Tout le microcosme de l’immobilier et de la gestion de patrimoine attendait avec impatience les statistiques de l’Aspim et de l’IEIF de collecte des SCPI au 1er trimestre 2024. Un indicateur devenu le thermomètre de l’attractivité de l’investissement dans l’immobilier.
Pas de réelle surprise. La collecte est en berne, dans la lignée des 3e et 4e trimestres 2023, mais elle n’est pas tombée au point mort avec 1,1 Md€ encaissés sur les trois premiers mois. Le point noir, c’est qu’une partie de cet argent frais ne s’est pas déversé dans les immeubles, mais est venu rembourser ceux qui cherchent à partir. Sur le 1er trimestre, 326 M€ de rachats de parts ont été compensés par les nouvelles souscriptions. La montagne est encore haute à gravir puisque la valeur des parts en attente de retrait représente 2,4 Mds€ au 31 mars 2024. Seulement 2,7 % de la capitalisation totale des SCPI, observe-t-on à l’Aspim. Ou deux trimestres de collecte brute, si on prend un autre angle de vue.
L’autre point noir, c’est que le problème de liquidité pèse sur des SCPI qui ne collectent plus. Celles n’ayant pas de parts en attente représentent 83 % des souscriptions brutes du 1er trimestre.
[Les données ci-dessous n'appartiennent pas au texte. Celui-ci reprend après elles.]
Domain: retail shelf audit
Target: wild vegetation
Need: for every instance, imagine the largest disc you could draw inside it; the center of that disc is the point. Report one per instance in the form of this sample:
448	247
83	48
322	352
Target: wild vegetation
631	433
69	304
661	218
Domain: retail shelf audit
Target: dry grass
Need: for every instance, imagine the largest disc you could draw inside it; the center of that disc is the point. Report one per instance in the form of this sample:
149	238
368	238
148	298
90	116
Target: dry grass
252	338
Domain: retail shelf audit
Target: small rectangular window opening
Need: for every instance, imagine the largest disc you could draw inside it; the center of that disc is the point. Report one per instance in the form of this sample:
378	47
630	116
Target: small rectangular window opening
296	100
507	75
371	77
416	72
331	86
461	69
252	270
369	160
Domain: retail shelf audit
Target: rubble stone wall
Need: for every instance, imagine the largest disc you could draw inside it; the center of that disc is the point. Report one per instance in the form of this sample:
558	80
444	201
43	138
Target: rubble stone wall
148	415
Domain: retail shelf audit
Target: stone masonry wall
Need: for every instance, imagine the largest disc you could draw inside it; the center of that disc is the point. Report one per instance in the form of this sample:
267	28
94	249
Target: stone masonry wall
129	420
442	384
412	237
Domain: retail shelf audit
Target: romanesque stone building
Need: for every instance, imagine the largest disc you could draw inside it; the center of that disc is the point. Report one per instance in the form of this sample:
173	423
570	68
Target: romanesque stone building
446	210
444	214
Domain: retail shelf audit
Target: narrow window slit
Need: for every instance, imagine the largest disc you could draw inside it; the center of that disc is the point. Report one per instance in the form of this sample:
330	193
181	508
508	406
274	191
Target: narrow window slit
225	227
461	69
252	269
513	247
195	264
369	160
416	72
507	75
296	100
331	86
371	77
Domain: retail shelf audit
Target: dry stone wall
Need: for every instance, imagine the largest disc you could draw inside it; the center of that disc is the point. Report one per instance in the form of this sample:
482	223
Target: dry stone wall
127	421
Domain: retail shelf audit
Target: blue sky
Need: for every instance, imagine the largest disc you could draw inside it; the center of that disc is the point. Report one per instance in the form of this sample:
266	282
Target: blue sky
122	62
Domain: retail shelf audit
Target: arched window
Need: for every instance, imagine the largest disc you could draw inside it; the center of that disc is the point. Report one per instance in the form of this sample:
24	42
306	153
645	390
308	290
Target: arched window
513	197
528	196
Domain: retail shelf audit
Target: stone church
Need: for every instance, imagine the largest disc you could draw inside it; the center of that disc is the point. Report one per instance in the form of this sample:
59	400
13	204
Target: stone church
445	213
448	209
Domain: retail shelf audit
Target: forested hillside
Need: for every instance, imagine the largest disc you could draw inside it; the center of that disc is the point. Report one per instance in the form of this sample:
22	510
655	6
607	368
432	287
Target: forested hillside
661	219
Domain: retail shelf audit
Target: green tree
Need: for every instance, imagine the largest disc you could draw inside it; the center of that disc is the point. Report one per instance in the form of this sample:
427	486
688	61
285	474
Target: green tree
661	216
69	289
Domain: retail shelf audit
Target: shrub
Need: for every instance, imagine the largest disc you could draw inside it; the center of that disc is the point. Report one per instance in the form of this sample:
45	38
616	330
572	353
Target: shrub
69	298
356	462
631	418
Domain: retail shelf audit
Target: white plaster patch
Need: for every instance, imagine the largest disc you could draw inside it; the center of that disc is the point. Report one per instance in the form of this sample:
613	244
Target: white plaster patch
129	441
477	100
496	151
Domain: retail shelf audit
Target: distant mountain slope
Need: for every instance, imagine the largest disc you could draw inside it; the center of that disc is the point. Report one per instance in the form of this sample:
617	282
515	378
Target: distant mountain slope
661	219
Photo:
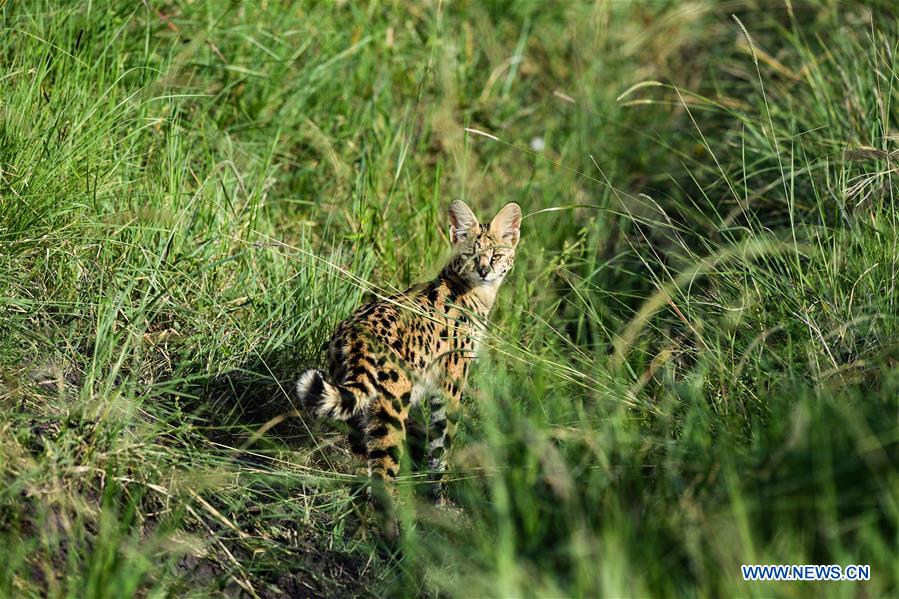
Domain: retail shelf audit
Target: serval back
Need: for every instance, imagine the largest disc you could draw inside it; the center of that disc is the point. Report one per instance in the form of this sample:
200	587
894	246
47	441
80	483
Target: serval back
414	347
Il se forme une polarisation du marché de l’épargne immobilière entre des acteurs historiques collés par la gestion de leurs parts en attente et des néo-SCPI qui profitent d’une certaine virginité. Cette prime à la jeunesse n’est pas sans risque quand on regarde la granularité de leurs portefeuilles. Elle ne pourra durer éternellement si l’ensemble des gestionnaires de SCPI ne redressent pas la barre.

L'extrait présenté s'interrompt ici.